Be careful when transferring the fish from the baking dish to the plate—flounder is a fragile fish that falls apart easily.
Ingredients
serves 42 lemons, sliced into 1/4-inch-thick rounds
2 medium onions, peeled and sliced into very thin rounds (8 ounces each)
4 tablespoons unsalted butter
1 cup dry white wine
1 teaspoon freshly chopped thyme, plus several sprigs more
Salt and freshly ground pepper
4 6-ounce flounder fillets
Step 1
Heat the oven to 400°F. Arrange the lemons and onions in a 9 × 13-inch Pyrex baking dish. Dot with the butter; add the wine and 1/4 cup cold water. Sprinkle with the chopped thyme; season with salt and pepper. Bake until the onions are soft and translucent, about 40 minutes.
Step 2
Remove the baking dish from the oven. Arrange the fish fillets over the lemons and onions. Season the fillets with salt and pepper.
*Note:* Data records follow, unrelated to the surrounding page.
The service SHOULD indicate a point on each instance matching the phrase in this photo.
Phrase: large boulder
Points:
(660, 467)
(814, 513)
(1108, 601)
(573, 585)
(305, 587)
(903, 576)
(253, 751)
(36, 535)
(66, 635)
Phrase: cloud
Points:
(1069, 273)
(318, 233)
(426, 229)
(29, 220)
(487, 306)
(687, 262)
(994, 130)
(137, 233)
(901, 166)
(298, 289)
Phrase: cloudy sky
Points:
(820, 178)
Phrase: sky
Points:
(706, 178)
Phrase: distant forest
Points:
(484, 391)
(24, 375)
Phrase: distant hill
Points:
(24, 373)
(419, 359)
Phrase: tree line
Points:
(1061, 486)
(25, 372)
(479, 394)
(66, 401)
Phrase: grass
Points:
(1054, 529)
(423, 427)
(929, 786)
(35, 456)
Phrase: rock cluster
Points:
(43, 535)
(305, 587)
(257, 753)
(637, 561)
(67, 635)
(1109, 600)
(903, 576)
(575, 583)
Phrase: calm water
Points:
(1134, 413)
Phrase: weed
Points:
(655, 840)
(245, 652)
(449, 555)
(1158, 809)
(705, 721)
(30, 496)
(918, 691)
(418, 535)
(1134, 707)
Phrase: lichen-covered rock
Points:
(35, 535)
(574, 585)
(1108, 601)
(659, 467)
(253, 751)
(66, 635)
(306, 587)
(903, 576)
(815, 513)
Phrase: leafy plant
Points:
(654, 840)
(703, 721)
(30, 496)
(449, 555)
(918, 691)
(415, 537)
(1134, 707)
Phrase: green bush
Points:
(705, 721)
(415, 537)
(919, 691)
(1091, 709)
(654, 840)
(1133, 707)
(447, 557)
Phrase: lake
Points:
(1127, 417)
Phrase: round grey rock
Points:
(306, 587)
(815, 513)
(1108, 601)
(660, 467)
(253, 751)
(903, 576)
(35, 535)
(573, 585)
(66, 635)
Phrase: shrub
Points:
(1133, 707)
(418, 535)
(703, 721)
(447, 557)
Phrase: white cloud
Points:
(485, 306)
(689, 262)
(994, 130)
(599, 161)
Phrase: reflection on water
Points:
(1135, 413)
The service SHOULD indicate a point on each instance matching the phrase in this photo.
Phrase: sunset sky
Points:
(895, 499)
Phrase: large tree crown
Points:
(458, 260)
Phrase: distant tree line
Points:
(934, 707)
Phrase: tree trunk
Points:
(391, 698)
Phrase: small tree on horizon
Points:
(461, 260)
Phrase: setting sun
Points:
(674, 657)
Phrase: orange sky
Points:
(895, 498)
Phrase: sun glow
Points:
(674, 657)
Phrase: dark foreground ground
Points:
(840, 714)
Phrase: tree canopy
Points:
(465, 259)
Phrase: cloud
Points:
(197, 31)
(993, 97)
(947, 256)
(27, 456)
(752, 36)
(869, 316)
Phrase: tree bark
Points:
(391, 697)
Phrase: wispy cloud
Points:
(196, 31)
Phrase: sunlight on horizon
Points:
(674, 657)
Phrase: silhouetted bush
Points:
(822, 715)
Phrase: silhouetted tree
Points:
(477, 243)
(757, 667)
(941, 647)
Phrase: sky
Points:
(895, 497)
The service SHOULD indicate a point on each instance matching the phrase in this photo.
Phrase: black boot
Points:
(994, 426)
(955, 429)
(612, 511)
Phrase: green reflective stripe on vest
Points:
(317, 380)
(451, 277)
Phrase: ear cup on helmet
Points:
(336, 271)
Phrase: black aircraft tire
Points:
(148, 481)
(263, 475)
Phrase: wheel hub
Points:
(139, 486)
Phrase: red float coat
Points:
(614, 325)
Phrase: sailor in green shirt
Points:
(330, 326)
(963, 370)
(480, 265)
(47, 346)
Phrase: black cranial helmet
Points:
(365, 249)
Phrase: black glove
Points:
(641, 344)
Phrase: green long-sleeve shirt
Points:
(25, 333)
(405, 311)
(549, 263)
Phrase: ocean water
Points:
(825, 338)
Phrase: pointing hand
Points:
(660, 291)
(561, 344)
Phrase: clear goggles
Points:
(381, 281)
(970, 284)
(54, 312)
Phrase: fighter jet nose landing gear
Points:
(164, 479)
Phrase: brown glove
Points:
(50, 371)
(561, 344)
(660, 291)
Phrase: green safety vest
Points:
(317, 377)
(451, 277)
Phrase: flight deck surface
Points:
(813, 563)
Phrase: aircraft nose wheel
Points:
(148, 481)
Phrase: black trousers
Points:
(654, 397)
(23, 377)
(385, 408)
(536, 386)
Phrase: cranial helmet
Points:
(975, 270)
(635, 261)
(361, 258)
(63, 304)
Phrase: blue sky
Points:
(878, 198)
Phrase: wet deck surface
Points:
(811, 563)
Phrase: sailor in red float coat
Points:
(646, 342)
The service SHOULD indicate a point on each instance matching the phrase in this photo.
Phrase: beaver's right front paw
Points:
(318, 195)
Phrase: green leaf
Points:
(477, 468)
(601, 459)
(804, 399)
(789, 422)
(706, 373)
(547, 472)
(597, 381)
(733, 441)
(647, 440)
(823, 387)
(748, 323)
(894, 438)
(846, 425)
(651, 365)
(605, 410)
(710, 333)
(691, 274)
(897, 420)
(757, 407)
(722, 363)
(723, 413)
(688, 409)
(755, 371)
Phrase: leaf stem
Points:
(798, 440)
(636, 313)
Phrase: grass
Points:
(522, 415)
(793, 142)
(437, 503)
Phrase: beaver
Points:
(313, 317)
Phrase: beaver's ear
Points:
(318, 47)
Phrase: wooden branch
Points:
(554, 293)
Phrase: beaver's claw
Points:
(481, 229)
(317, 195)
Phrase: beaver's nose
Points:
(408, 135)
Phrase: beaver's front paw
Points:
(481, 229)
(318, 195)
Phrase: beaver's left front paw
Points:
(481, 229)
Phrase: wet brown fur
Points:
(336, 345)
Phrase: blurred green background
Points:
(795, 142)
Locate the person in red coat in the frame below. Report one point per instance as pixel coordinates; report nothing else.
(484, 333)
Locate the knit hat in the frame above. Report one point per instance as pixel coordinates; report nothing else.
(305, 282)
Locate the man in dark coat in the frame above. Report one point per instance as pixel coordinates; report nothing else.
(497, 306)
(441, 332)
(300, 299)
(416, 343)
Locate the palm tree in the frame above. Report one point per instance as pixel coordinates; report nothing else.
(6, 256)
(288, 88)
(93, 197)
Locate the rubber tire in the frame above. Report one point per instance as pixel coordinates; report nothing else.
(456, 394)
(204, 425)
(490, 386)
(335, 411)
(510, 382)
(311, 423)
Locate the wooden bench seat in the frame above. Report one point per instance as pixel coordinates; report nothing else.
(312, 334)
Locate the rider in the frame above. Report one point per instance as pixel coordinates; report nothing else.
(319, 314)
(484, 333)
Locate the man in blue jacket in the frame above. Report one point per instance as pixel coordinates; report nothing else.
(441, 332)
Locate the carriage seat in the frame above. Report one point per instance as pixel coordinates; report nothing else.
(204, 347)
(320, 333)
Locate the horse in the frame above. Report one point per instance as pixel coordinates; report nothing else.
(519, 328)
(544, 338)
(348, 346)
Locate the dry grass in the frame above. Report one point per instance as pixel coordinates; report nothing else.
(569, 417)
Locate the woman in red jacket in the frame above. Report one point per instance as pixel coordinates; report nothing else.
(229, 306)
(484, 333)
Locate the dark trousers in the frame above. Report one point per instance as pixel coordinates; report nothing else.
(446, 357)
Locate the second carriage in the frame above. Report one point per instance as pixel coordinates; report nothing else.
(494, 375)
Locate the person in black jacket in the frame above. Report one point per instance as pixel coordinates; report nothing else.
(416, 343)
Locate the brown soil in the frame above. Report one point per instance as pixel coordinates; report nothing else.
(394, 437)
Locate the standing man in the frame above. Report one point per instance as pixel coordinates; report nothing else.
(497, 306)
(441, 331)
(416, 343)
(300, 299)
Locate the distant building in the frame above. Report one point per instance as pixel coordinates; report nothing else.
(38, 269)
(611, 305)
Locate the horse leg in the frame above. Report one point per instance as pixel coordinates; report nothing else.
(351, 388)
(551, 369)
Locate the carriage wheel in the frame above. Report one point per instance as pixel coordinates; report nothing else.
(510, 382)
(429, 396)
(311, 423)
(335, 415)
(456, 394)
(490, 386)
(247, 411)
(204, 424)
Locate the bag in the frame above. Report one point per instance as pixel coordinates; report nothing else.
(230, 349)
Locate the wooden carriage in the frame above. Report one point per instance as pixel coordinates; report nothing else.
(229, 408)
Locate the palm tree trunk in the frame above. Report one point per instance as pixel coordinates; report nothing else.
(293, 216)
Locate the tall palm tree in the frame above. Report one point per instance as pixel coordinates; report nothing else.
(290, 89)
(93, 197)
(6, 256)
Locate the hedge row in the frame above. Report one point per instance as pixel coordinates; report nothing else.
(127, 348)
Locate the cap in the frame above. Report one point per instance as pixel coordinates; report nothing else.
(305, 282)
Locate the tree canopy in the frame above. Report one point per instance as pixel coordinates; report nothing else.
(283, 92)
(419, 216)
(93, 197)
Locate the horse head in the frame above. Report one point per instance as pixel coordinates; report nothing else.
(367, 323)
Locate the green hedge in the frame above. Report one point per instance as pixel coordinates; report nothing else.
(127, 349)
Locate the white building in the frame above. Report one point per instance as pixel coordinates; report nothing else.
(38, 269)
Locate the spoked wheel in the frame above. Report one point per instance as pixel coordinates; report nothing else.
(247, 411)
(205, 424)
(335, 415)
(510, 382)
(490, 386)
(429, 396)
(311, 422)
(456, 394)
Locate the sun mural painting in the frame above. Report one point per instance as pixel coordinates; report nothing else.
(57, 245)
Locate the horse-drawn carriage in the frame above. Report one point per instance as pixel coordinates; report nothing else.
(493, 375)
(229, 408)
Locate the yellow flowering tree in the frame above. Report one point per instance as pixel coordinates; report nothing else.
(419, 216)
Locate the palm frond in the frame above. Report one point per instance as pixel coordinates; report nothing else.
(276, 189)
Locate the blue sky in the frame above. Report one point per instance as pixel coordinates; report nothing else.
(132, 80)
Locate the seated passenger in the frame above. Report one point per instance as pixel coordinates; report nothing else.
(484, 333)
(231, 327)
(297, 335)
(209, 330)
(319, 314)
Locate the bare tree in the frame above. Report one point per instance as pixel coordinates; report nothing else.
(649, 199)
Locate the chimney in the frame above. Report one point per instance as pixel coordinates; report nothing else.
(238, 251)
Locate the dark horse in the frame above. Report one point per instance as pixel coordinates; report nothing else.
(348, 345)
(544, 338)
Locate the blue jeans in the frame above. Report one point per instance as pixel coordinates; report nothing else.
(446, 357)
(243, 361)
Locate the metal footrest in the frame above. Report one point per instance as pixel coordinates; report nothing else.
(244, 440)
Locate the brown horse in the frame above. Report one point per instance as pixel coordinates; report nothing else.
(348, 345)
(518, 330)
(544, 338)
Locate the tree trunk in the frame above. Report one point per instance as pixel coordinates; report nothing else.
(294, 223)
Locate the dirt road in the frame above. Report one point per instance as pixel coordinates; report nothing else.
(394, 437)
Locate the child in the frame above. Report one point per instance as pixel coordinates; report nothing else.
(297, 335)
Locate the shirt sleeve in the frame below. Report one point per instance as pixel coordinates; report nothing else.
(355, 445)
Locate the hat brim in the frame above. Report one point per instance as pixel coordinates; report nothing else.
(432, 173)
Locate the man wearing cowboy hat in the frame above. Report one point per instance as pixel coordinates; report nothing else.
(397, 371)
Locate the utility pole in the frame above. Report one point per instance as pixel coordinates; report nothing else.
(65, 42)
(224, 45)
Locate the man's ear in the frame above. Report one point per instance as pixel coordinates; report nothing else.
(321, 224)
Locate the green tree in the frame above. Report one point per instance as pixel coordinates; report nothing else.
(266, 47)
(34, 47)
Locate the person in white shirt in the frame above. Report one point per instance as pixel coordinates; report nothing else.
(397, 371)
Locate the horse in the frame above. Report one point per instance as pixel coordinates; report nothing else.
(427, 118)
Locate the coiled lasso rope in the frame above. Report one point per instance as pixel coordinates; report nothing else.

Scatter the fresh thyme sprigs over the fish. Baste the fish with a little cooking liquid. Bake until the fish is just opaque and cooked through, 16 to 18 minutes. Do not overcook. Serve with the cooked onions and lemons.Reprinted with permission from The Martha Stewart Living Cookbook: The New Classics by Martha Stewart Living Magazine, copyright © 2007. Published by Clarkson Potter, a division of The Crown Publishing Group.Buy the full book from Amazon.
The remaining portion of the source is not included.